One thing is my webcrawler crawls a link and grabs the whole text(after parsing) in that link and write to a database then It also do a sentimental analysis on the grabbed text.

For a query the above process repeats for several links(minium 20) and with my system config it takes some time
 
#8
One thing is my webcrawler crawls a link and grabs the whole text(after parsing) in that link and write to a database then It also do a sentimental analysis on the grabbed text.

For a query the above process repeats for several links(minium 20) and with my system config it takes some time

I think the better way to program is to make it parallel(asynchronous) fetching. you can save lot of time.
 
#9
One thing is my webcrawler crawls a link and grabs the whole text(after parsing) in that link and write to a database then It also do a sentimental analysis on the grabbed text.

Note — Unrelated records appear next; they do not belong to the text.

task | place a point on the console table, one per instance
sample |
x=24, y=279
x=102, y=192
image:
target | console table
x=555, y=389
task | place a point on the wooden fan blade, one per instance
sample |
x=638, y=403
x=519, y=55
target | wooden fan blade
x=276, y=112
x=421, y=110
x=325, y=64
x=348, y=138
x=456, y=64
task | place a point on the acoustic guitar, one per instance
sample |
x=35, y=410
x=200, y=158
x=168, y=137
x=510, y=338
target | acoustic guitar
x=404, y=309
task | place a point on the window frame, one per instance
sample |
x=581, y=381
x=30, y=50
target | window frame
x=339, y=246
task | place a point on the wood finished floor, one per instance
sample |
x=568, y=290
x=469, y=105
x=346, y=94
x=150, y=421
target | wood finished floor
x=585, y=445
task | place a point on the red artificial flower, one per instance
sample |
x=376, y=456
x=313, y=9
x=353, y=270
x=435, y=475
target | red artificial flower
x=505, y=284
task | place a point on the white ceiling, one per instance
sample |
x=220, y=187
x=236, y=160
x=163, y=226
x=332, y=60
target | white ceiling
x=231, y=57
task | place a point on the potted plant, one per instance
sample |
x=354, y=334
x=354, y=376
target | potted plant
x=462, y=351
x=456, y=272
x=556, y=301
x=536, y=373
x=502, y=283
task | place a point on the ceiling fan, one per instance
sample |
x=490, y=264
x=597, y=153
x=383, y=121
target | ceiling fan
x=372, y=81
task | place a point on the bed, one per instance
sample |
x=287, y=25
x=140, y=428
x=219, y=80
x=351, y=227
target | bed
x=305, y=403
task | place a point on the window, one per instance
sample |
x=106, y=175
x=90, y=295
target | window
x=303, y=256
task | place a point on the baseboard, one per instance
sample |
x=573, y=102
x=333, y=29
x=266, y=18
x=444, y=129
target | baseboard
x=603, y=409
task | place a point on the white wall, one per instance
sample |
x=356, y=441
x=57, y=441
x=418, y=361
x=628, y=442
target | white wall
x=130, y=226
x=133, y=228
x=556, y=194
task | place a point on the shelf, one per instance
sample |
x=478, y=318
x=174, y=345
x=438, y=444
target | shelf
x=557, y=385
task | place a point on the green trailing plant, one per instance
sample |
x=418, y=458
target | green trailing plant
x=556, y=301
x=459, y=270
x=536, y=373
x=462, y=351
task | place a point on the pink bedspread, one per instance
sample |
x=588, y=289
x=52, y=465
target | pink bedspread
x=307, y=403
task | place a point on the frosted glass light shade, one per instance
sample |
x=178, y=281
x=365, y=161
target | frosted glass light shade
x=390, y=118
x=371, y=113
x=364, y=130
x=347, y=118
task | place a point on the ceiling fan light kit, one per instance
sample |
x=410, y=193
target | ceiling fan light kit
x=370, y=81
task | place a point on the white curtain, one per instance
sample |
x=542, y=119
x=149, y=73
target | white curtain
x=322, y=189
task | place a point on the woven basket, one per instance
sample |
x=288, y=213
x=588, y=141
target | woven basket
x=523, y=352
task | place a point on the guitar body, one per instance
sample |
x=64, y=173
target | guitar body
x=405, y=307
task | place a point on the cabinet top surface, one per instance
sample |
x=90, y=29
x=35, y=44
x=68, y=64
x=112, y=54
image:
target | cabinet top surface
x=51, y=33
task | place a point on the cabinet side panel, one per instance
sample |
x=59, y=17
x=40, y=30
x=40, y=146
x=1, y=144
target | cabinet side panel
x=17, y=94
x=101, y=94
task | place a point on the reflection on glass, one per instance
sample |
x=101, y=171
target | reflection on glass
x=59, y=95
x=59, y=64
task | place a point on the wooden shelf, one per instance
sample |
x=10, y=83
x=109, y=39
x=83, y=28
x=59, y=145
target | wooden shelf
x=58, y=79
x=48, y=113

For a query the above process repeats for several links(minium 20) and with my system config it takes some time
Parallelization will help. Additionally, you don't need to download the HTML to your disk for storage. Grab the page, parse it on the fly (using BeautifulSoup or something) to remove noise/ads from HTML and get the raw text, then do some preprocessing (stemming, stopword removal) etc. also on the fly. Once you do this, your storage requirements would come down by 50-90%.

You don't need to crawl deep into websites. Just go one level deeper from the landing page, and that too within the same (sub)domain, and then stop. Also do some basic sanity check to make sure that the outlinks do not lead you out to some other website/domain :)

You could easily rent some time on cloud like Amazon's EC2 or RackSpace's if you are intending to do this seriously. Amazon provides ML libraries too (including for doing sentiment analysis) on its cloud. This has become really affordable these days.

On a sidenote, I don't think sentiment analysis would work on Indian markets. There's simply too much market manipulation going on.